REVIEW / CONCERT
WEST SIDE STORY
Singapore Symphony Orchestra/ Joshua Tan (conductor)
Esplanade Concert Hall/Last Friday
With the Chichester Psalms last week, the Mass in a few weeks' time and West Side Story this weekend, Singapore seems to be in the grip of Bernstein fever.
It is understandably so, as this year marks the centenary of the birth of Leonard Bernstein, pianist, conductor, inspirational communicator and uneven composer who, in 1957, produced a real masterpiece - West Side Story.
In West Side Story, Bernstein successfully merged musical and opera. So, it was rather perverse of the Singapore Symphony Orchestra (SSO) to choose as its centenary tribute an adaptation made by a team of arrangers and orchestrators for a 1961 Hollywood movie, of which Bernstein disapproved.
In the movie, much of the music was replaced by spoken dialogue and the rival gangs' aggressive posturing and street fights transformed into brilliantly choreographed dances.
For the soundtrack, off-screen singers dubbed over the actors and a studio orchestra performed the music for the dances and accompanied the songs.
Recent technology has allowed the original orchestra to be erased from the soundtrack, leaving the rest intact. For this screening, the SSO played the orchestral bits live against the film and remaining soundtrack.
It was the brass section, blaring out in all its stridency, who helped transform the SSO into a truly American-sounding band, vividly complementing the gritty reality of the scenes filmed in grimy, run-down New York.
It was the posse of extras brought in to boost the non-symphonic elements of the extended orchestra, who helped create a credible jazz big-band sound.
However, the real star of the show was conductor Joshua Tan, on whom the success or failure of this somewhat silly venture rested.
Working on cues, which often came deep into the actors' spoken dialogue, Tan had to anticipate the speed so that when the soundtrack broke into song, when an onscreen ball hit an onscreen foot or a fist slammed into a face, the live orchestral sound was there, spot on, to match it.
It was a brilliant exhibition of meticulous preparation and deep knowledge of the score and the screenplay. Tan rarely slipped up and his ability to synchronise with the movie soundtrack was uncanny.
It was, perhaps, unfortunate that probably the best-known song - Maria - was the one in which the synchronisation slipped up most obviously.

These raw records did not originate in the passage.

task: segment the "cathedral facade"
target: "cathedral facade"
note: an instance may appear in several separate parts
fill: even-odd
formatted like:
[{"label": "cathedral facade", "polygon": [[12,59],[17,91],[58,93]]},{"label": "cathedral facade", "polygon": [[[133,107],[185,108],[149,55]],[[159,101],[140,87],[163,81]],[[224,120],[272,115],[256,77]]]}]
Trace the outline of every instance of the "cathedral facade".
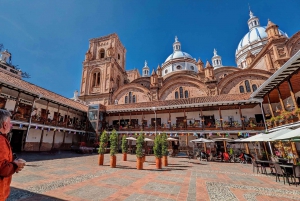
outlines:
[{"label": "cathedral facade", "polygon": [[254,92],[300,49],[300,32],[288,37],[270,20],[261,26],[250,11],[249,32],[238,43],[237,66],[226,66],[214,50],[210,61],[183,52],[176,37],[173,52],[150,69],[125,69],[126,49],[117,34],[89,41],[83,62],[80,99],[88,104],[151,103]]}]

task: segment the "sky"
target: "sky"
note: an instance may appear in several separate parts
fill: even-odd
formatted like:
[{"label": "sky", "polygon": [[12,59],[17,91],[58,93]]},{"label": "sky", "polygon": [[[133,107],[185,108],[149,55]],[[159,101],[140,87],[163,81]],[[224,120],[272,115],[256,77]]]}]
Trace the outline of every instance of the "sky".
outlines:
[{"label": "sky", "polygon": [[236,66],[235,50],[249,31],[249,6],[262,26],[268,19],[288,36],[300,30],[299,0],[0,0],[0,44],[25,79],[65,97],[80,90],[89,39],[117,33],[126,70],[156,68],[173,52]]}]

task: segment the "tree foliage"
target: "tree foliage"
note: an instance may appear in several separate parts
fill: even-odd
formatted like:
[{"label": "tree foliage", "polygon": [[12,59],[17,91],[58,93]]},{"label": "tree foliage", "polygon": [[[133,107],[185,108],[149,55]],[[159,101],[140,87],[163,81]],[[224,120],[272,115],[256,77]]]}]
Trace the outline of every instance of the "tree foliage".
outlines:
[{"label": "tree foliage", "polygon": [[118,153],[118,134],[115,129],[110,134],[109,140],[110,140],[110,155],[114,156]]},{"label": "tree foliage", "polygon": [[122,137],[122,153],[127,153],[128,151],[128,141],[126,140],[126,135]]},{"label": "tree foliage", "polygon": [[99,154],[104,154],[105,153],[105,148],[106,148],[106,145],[107,145],[107,141],[108,141],[108,136],[107,136],[106,131],[104,130],[101,134],[101,137],[100,137],[100,144],[99,144],[99,151],[98,151]]},{"label": "tree foliage", "polygon": [[141,134],[136,141],[136,157],[143,157],[144,136]]},{"label": "tree foliage", "polygon": [[156,135],[154,139],[154,147],[153,147],[154,155],[156,158],[162,157],[162,141],[161,135]]}]

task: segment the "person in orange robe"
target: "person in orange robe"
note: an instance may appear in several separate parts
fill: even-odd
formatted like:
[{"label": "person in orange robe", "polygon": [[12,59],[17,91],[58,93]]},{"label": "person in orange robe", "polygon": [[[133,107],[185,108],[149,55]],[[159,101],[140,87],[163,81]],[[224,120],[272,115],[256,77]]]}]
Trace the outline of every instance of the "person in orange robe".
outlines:
[{"label": "person in orange robe", "polygon": [[7,140],[7,134],[12,128],[10,113],[0,109],[0,201],[8,198],[12,175],[25,166],[22,159],[13,160],[12,150]]}]

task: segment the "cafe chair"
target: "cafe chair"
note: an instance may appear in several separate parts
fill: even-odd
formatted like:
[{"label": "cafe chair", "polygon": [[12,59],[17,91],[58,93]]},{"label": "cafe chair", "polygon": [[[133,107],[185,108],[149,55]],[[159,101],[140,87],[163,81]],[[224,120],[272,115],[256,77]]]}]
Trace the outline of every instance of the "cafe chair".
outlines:
[{"label": "cafe chair", "polygon": [[280,165],[278,163],[274,163],[274,167],[275,167],[275,171],[276,171],[276,182],[277,182],[277,178],[278,178],[278,181],[280,181],[279,177],[282,176],[283,183],[285,184],[284,177],[286,177],[287,182],[290,185],[288,174],[280,167]]},{"label": "cafe chair", "polygon": [[253,165],[253,173],[255,168],[256,168],[256,174],[260,173],[259,168],[260,169],[262,168],[261,164],[258,163],[257,161],[253,161],[252,165]]},{"label": "cafe chair", "polygon": [[293,177],[297,187],[296,179],[298,178],[298,183],[300,184],[300,165],[293,165]]}]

Tan can be forgiven for this. Even Richard Beymer, the actor playing Tony, had difficulty following the free-flowing approach of his singing alter ego (Jimmy Bryant), and with the orchestra never quite with either of them, it all seemed a little fuzzy.
If the bitter irony and biting satire of New York society in the 1960s appeared merely funny to the Singapore audiences in the packed venue, they clearly enjoyed the movie.
But this reviewer suspects that just about everyone in the audience forgot there was a live orchestra on stage until the end, when the lights went up and they took a bow.